Uploads a log file to the specified endpoint.

```bash
shl upload-run [--run-dir <run-dir>] [--api-key <api-key>] [--upload-url <upload-url>] [--upload-port <upload-port>]
```

Minimal Example:
```bash
# Uploads example_log to the demo-server at http://0.0.0.0:8000
shl upload-run
```

<details>
<summary><b>EXPAND:</b> Argument Descriptions</summary>

<table>
    <tr>
        <td>Argument</td>
        <td>Description</td>
        <td>Default</td>
    </tr>
    <tr>
        <td>--run-dir</td>
        <td>Path to run directory</td>
        <td>example_log</td>
    </tr>
    <tr>
        <td>--api-key</td>
        <td>API key for authentication</td>
        <td>super-secret-api-key</td>
    </tr>
    <tr>
        <td>--upload-url</td>
        <td>URL or IP address of receiving server</td>
        <td>0.0.0.0</td>
    </tr>
    <tr>
        <td>--upload-port</td>
        <td>Port number of receiving server</td>
        <td>8000</td>
    </tr>
</table>

</details>


#### 2.1.3 `build-dataset-example`

Builds an example dataset from the English-German portion of the WMT14 dataset. By default, a jsonl that is 1.44GB will be created.

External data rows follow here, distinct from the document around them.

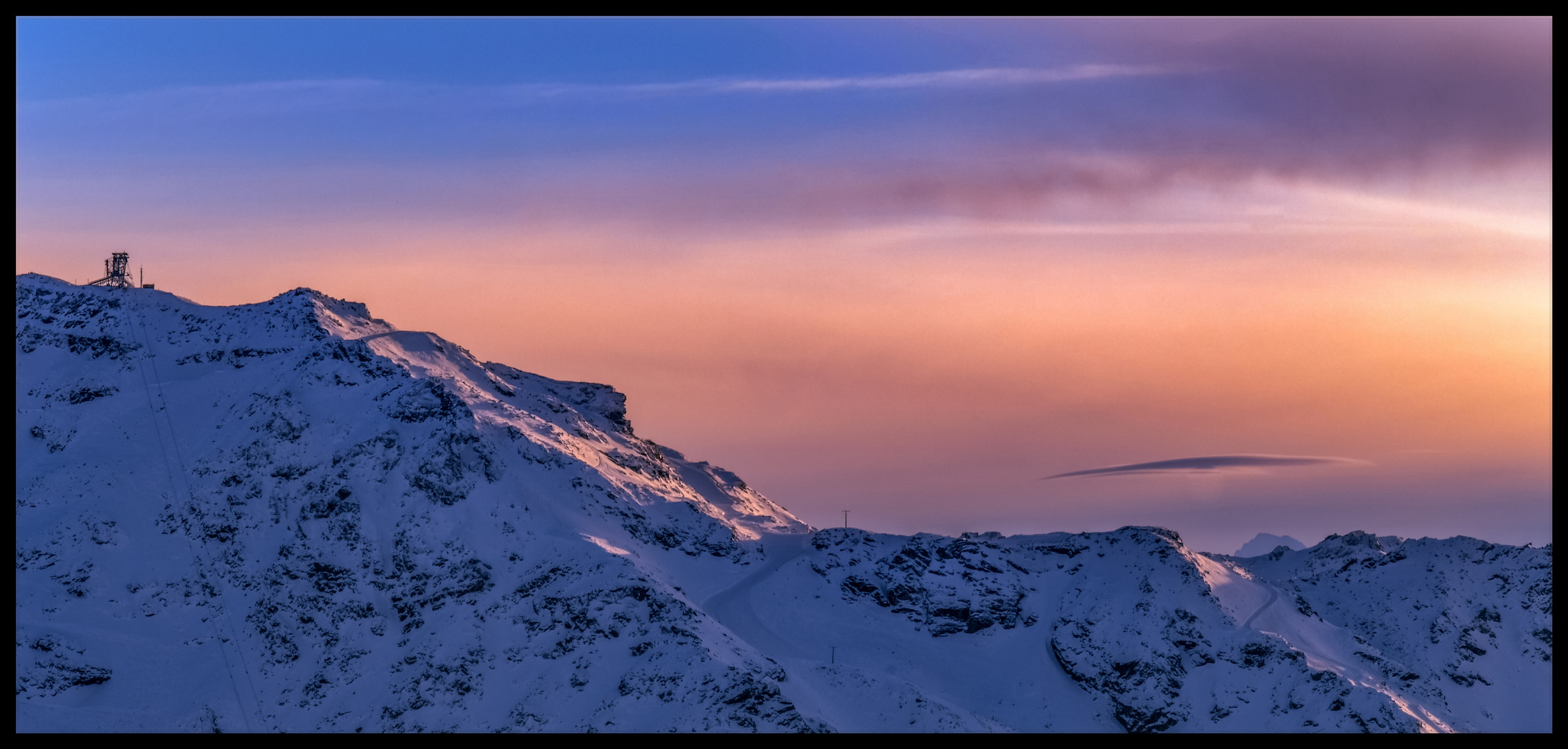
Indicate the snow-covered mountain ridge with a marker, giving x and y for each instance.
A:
(295, 517)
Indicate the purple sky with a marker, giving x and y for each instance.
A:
(904, 268)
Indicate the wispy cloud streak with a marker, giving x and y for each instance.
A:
(940, 79)
(1208, 464)
(358, 88)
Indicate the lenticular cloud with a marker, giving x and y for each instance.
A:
(1206, 464)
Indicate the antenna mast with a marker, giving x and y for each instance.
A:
(118, 272)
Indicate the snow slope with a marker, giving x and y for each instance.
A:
(292, 515)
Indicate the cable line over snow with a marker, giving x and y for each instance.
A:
(182, 488)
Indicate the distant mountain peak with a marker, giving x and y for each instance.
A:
(292, 515)
(1264, 544)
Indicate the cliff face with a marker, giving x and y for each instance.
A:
(295, 517)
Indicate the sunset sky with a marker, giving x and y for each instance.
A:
(900, 268)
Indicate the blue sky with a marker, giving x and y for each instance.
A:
(1109, 241)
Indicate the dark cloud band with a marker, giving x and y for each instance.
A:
(1206, 464)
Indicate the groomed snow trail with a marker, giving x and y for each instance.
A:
(733, 607)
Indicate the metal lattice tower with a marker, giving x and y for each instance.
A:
(118, 269)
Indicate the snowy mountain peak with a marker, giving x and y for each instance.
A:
(292, 515)
(1266, 544)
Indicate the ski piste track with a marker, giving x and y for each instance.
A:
(932, 633)
(1321, 655)
(229, 643)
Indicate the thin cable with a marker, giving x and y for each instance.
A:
(196, 556)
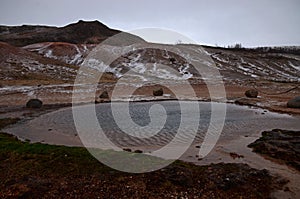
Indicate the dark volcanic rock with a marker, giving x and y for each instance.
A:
(82, 32)
(34, 103)
(283, 145)
(246, 101)
(158, 92)
(104, 95)
(251, 93)
(294, 103)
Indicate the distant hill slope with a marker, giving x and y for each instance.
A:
(82, 32)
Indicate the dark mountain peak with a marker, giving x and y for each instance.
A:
(81, 32)
(82, 23)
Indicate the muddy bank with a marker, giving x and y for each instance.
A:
(39, 171)
(279, 145)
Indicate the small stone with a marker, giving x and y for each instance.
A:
(138, 151)
(294, 103)
(104, 95)
(158, 92)
(34, 103)
(251, 93)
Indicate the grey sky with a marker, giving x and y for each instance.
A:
(222, 22)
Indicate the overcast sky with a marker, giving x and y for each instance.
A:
(221, 22)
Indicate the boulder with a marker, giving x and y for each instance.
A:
(251, 93)
(104, 95)
(158, 92)
(34, 103)
(294, 103)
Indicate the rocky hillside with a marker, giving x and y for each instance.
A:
(42, 53)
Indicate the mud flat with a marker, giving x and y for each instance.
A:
(243, 126)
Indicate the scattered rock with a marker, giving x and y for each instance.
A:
(158, 92)
(104, 95)
(127, 149)
(235, 155)
(251, 93)
(246, 101)
(34, 103)
(172, 60)
(294, 103)
(138, 151)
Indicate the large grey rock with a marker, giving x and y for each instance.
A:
(294, 103)
(104, 95)
(158, 92)
(251, 93)
(34, 103)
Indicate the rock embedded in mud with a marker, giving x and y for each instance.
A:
(158, 92)
(251, 93)
(104, 95)
(34, 103)
(294, 103)
(283, 145)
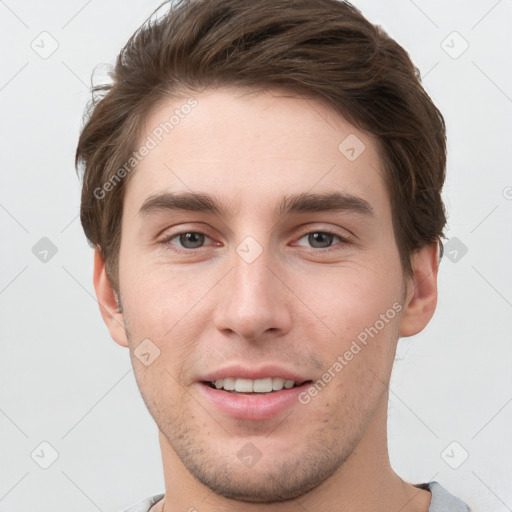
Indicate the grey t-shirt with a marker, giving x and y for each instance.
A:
(442, 500)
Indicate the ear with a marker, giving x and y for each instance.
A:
(107, 301)
(421, 295)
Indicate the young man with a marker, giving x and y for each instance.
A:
(262, 187)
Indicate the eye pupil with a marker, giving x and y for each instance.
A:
(196, 240)
(320, 237)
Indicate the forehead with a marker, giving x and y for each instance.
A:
(248, 148)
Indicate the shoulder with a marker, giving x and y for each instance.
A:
(444, 501)
(145, 505)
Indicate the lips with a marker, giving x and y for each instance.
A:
(263, 372)
(252, 405)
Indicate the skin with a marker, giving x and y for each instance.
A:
(298, 304)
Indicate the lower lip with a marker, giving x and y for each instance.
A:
(253, 407)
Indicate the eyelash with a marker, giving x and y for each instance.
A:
(342, 239)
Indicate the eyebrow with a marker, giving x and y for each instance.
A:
(297, 203)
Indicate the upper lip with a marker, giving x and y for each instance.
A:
(261, 372)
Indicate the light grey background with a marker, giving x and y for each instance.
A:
(63, 381)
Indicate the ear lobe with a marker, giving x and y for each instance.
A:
(107, 301)
(421, 296)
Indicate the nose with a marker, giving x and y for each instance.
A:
(253, 302)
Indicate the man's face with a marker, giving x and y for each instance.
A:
(275, 292)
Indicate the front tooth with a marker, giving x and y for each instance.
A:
(277, 383)
(229, 383)
(262, 385)
(243, 385)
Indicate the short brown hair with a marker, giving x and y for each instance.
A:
(325, 49)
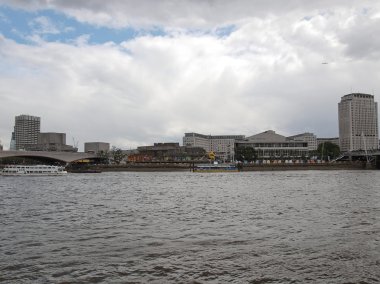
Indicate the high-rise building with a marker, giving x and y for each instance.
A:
(26, 130)
(358, 124)
(12, 145)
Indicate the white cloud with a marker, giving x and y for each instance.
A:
(43, 25)
(265, 74)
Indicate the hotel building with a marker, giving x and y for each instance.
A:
(358, 123)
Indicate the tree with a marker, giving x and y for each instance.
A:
(117, 155)
(246, 153)
(328, 149)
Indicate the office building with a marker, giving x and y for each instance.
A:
(26, 131)
(333, 140)
(160, 152)
(12, 145)
(223, 146)
(270, 145)
(310, 138)
(51, 141)
(96, 147)
(358, 124)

If you want something smaller to work with, you can specify a number of samples to save (try ~1000-10,000).

```bash
shl build-dataset-example [--save-dir <save-dir>] [--num-samples <num-samples>]
```

Minimal Example:
```bash
shl build-dataset-example
```

<details>
<summary><b>EXPAND:</b> Argument Descriptions</summary>

<table>
    <tr>
        <td>Argument</td>
        <td>Description</td>
        <td>Default</td>
    </tr>
    <tr>
        <td>--save-dir</td>
        <td>Path to save the example dataset</td>
        <td>example_dataset</td>
    </tr>
    <tr>
        <td>--num-samples</td>
        <td>Number of samples to save</td>
        <td>-1</td>
    </tr>
</table>


</details>



#### 2.1.4 `train`

🚧 I'll add details here if you find you need to run the training script. 🚧


## 3. Metadata File Contents

The metadata file contains all of the information about the run.